011. The Dot Product
EXECUTIVE_SUMMARY // AEO_OPTIMIZED
[Answer Engine Overview: What, Why & How]
When you use the standard * operator on two arrays, NumPy multiplies the first element of Array A with the first element of Array B. This is 'Element-wise' multiplication.
The np.dot() function performs a mathematical Dot Product. It multiplies the entire rows of the first matrix by the columns of the second matrix, summing the results. Since Python 3.5, you can use the @ symbol as a direct shortcut for np.dot(). mat1 @ mat2 is identical to np.dot(mat1, mat2).
022. The Rule of Inner Dimensions
For a Dot Product to succeed, the 'Inner Dimensions' of the two matrices must be identical. If you are multiplying Matrix A (Rows_A, Cols_A) by Matrix B (Rows_B, Cols_B), the value of Cols_A must exactly equal Rows_B.
The resulting matrix will take the 'Outer Dimensions'. It will have the shape (Rows_A, Cols_B).
033. Transposing Matrices
If you have two matrices that represent weights and features, both with shape (100, 50), you cannot calculate the dot product because 50 != 100.

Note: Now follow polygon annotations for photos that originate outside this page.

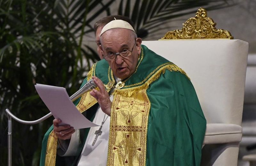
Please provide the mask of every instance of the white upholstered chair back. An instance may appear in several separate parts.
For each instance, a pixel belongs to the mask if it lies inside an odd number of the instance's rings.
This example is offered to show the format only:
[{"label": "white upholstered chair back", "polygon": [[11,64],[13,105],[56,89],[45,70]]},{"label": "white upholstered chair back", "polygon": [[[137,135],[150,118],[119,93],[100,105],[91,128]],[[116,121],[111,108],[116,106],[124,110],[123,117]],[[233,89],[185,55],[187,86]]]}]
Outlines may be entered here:
[{"label": "white upholstered chair back", "polygon": [[182,68],[191,79],[207,124],[201,165],[236,165],[248,43],[197,39],[142,44]]},{"label": "white upholstered chair back", "polygon": [[187,73],[207,123],[241,125],[248,43],[202,39],[144,41],[142,44]]}]

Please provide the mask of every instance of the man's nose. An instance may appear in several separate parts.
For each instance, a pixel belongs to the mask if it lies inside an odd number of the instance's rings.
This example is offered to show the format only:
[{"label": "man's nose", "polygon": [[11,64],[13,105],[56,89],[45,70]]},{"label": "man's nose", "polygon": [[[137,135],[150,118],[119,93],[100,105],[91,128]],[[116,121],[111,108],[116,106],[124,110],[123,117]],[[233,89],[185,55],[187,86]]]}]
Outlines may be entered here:
[{"label": "man's nose", "polygon": [[117,64],[122,64],[123,62],[124,62],[124,59],[123,59],[121,56],[120,54],[117,55],[116,58],[116,63]]}]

To fix this, you must Transpose one of them. np.transpose(arr) (or the extremely common shortcut arr.T) swaps the rows and columns. By transposing the second matrix, its shape becomes (50, 100). Now, (100, 50) @ (50, 100) works perfectly, resulting in a (100, 100) matrix.
?Frequently Asked Questions
Is there a difference between np.matmul and np.dot?
For 2D matrices, they do the exact same thing. However, for 3D or higher N-dimensional arrays, they behave differently. `np.matmul` (which the `@` operator uses natively) treats multidimensional arrays as stacks of 2D matrices, which is usually what you want in Deep Learning.
What is np.linalg?
`numpy.linalg` is the Linear Algebra module. It contains advanced mathematical functions for calculating matrix Determinants, Inverses, Eigenvalues, and solving linear equations.
Does transposing an array consume memory?
No! Just like slicing, `arr.T` creates a View. It simply changes the striding metadata of the array so NumPy reads it column-by-column instead of row-by-row. It takes 0 bytes of extra memory.